We can re-write this example predicate in the logically-equivalent form:

P(x)
= (the moon is full) **and** (x < 15)

The "the moon is full" part is indeterminate, for our purposes, and so can only be approximated with the universally true or universally false predicates. In other words,

N_{P}(x)
= N_{the moon is full}(x) **and** N_{x
< 15}(x)

= T(x) **and** x < 15

= x < 15

assuming that x < 15 can serve as its own necessary condition.

## Applications

For CXWS, the CxCondition class expresses predicates for retrieving CIM instances. CxCondition provides a getRestriction method that providers use to test whether the condition requires a particular value for a given property for all qualifying CIM instances. (The provider uses this information to narrow its search, e.g. by knowing that instances are required from one particular remote system, and not all possible remote systems.)

The getRestriction method can be conceptualized as the construction of a necessary condition for the CxCondition, where the approximation has the form

x.p = c

for the given property p and some value c.

CxCondition can express arbitrary conditions, but it's much more typical that they're composed from a small vocabulary of primitive conditions combined with Boolean operators. The full CxCondition can be viewed as a tree, with Boolean operators on the interior nodes and primitive conditions as the leaves. One of the primitive conditions is, not surprisingly, a property value test, that is, P(x) is x.p = c for some property p and some value c.

To implement getRestriction, then, we just walk the CxCondition's tree down to the leaves. If a leaf is an x.p = c primitive for the property p we're interested in, then the leaf can be used unchanged as its own approximation; otherwise, we treat the primitive condition as indeterminate, and approximate it using T(x) or F(x), depending on whether we're looking for a necessary or sufficient condition.

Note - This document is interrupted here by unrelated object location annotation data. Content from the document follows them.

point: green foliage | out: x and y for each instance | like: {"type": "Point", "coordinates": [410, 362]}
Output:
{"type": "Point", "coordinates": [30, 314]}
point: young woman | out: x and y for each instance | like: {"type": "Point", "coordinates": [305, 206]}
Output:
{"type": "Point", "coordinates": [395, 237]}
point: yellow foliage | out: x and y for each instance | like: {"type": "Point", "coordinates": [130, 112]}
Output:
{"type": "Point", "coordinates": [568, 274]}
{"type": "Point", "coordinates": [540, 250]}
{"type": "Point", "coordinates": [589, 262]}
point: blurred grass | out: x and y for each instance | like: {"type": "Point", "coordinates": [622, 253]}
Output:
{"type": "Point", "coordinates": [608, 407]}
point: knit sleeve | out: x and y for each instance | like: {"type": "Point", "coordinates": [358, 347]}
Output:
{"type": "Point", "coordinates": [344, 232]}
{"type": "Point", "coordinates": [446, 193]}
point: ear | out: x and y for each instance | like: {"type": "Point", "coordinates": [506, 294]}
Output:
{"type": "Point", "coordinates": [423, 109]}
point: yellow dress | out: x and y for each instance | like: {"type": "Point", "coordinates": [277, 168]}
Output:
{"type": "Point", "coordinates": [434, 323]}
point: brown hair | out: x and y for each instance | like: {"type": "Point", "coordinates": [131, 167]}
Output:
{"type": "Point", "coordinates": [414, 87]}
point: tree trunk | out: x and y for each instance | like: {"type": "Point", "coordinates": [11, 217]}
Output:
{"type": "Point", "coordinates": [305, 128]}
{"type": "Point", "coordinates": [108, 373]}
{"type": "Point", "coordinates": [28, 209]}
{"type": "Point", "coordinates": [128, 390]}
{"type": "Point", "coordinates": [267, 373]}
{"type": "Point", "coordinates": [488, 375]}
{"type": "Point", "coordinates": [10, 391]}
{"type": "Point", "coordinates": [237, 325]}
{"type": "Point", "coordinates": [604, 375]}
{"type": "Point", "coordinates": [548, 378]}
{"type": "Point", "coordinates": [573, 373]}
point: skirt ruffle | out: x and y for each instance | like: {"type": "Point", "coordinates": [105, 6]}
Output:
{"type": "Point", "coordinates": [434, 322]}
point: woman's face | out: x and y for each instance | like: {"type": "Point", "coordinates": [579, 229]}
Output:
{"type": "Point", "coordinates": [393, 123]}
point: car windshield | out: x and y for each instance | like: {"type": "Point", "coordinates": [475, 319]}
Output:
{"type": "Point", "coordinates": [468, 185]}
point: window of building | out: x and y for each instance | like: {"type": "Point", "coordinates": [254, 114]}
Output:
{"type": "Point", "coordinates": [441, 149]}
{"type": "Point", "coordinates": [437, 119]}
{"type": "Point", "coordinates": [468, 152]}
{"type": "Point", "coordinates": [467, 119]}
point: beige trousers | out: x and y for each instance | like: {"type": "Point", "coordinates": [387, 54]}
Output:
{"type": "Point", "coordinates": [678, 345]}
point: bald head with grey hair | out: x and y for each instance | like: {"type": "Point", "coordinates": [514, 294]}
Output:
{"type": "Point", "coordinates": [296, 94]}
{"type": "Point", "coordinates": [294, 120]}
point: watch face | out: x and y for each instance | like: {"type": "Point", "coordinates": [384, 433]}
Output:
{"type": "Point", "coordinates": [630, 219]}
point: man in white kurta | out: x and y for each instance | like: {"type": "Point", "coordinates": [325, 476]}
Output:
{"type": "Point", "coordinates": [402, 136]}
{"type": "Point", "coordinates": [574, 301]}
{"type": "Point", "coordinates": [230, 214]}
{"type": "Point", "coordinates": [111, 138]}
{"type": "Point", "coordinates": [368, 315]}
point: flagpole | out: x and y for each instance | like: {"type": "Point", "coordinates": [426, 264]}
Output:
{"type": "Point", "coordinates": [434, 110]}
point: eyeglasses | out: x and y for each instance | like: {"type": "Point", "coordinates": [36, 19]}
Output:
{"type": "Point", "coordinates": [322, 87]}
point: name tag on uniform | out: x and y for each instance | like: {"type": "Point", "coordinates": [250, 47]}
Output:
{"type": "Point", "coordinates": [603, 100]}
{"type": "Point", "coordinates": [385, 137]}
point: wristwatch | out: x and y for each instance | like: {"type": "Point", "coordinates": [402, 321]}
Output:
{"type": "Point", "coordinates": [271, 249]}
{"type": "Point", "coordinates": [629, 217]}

The initial result of the tree walk is one of: T(x), F(x), x.p = c for some value c, or some Boolean composition of these. T(x) and F(x) can always be optimized away when used with Boolean operators, while combinations of property equality tests can always be simplified because they're either redundant (same value c) or contradictory (different values). Performing these optimizations and simplifications yields a final approximation that is either T(x), F(x), or x.p = c, exactly what we need for implementing getRestriction.